Conor Murphy of GymChef, the healthy ready meals company, thought the social media module was particularly helpful.

“I liked the Conor Pope lecture. It was very practical. He used lots of examples and simple guidelines we could all follow and use straightaway.”

Elizabeth Fingleton of Obeo food waste recycling boxes agreed. “I think it made me realise that you need to integrate social media into everything you do, and then it becomes your priority.”

“It was an amazing experience, the lectures were good, there was great advice and great interaction within the group,” said Seamus Tighe of Everest Granola.

Tighe said the day the start-ups went out onto the street to design an umbrella that customers really wanted was one of the highlights of the programme. That experiment was led by coach Johnny Ryan of the UCD Innovation Academy.

“I ended up talking to women selling flowers on Grafton Street, and they were saying their umbrellas were always breaking because they were out in the elements the whole time. We were trying to come up with something for them.”

Fabien Peyaud of cattle management platform Herdwatch said the most memorable thing he learned was: “Sell the sizzle, not the sausage.”

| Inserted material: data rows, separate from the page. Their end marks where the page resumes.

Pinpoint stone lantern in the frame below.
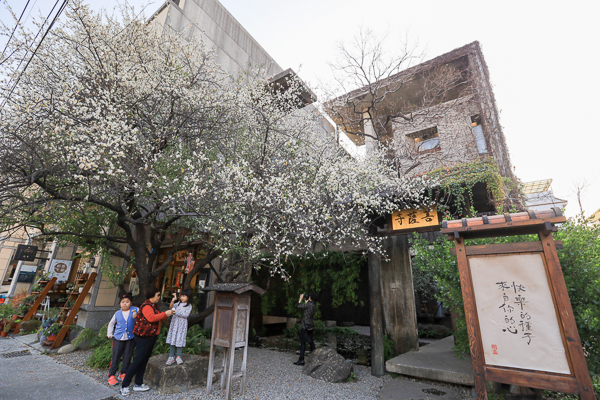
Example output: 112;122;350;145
203;282;266;400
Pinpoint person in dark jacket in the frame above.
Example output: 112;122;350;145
121;288;174;396
294;292;318;365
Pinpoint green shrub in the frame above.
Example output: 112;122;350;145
0;303;17;318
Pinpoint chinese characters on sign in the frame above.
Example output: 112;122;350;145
392;208;440;231
496;281;535;344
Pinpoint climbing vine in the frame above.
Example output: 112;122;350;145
428;157;518;217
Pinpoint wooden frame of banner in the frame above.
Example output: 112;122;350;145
442;209;596;400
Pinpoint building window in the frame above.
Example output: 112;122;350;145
406;126;441;154
471;115;487;154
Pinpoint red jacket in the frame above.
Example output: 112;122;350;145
133;300;167;337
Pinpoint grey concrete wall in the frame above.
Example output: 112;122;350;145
155;0;283;75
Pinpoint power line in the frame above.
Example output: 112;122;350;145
0;0;69;108
2;0;30;54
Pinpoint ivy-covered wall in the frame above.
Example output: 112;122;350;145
428;157;522;218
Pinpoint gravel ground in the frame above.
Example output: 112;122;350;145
53;347;392;400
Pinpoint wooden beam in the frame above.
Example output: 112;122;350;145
442;216;567;239
485;366;579;393
450;240;563;256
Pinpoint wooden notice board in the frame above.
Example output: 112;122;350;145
442;209;595;400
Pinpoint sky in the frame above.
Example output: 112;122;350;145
0;0;600;216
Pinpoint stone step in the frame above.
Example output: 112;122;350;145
385;336;475;386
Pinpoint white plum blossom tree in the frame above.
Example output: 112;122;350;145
0;2;432;304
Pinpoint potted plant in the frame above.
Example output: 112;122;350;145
0;318;15;337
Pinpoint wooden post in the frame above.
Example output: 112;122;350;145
50;272;98;350
454;232;487;400
368;253;385;376
379;235;419;356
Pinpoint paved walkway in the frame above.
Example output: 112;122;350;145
0;335;115;400
385;336;475;386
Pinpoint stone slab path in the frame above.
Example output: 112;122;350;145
385;336;475;386
377;379;465;400
0;335;115;400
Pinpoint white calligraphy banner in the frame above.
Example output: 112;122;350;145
49;260;73;282
469;253;571;374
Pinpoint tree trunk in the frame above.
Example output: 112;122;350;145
188;304;215;326
368;253;385;376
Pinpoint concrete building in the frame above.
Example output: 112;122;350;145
324;42;520;354
325;42;518;216
150;0;283;76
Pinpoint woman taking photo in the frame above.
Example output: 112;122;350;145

He said the Herdwatch team can get caught up in the “nuts and bolts” of the business. The AIB Start-up Academy mentors and coaches taught him that customers really want to know what they can get out of Herdwatch and what problem it solves.

The advice that Bernie Kinsella of shipping service WorldBOX.ie received at the Academy inspired her to redesign her company’s boxes.

“One of the biggest things I learned was a simple thing: make the boxes look well. When the receiver gets it, they should think, ‘Somebody cares about me,’” she said.

Gail Condon of Writing for Tiny, a personalised children’s books company, liked the business modelling lecture. “I think every start-up should have some sort of tutoring on lean business modelling.”

For James Winans, the module on the psychology of sales and networking was something he could immediately apply in his craft beer distributing business, Vanguard Beer Collective.

The e-commerce lecture delivered by Vinny O’Brien was a hit with Dave McGeady of Wyldsson Elite Nutrition.

“I thought it was brilliant because MicksGarage is a huge e-commerce success story that happens to be Irish. To get to sit down with Vinny and be mentored by him was worthwhile…We’re an e-commerce business as well. We sell food, they sell car parts.”

Despite the valuable prize, the start-ups were not all that competitive, as it turns out. Most of them cited the camaraderie as the best part of the Academy.

“Being a start-up is kind of isolating, but when you meet other start-ups you realise you’re in the same boat, and it’s reassuring. It makes it more fun,” said Shane Lynn of KillBiller, an app that helps people choose the best mobile phone plan.

“Up until the very end, it wasn’t a competition. It was very collaborative,” he said.

Karl McCarthy Usher, an event-booking app, said: “It was a relief know we are all going through the same challenges…”

“The best thing for me was meeting the other participants,” said Philip Martin of corn tortilla company Blanco Nino.

As for the lecture portion, Martin said he is “potentially looking at the e-commerce route of sales in the future” after learning new ways to generate revenue through different channels.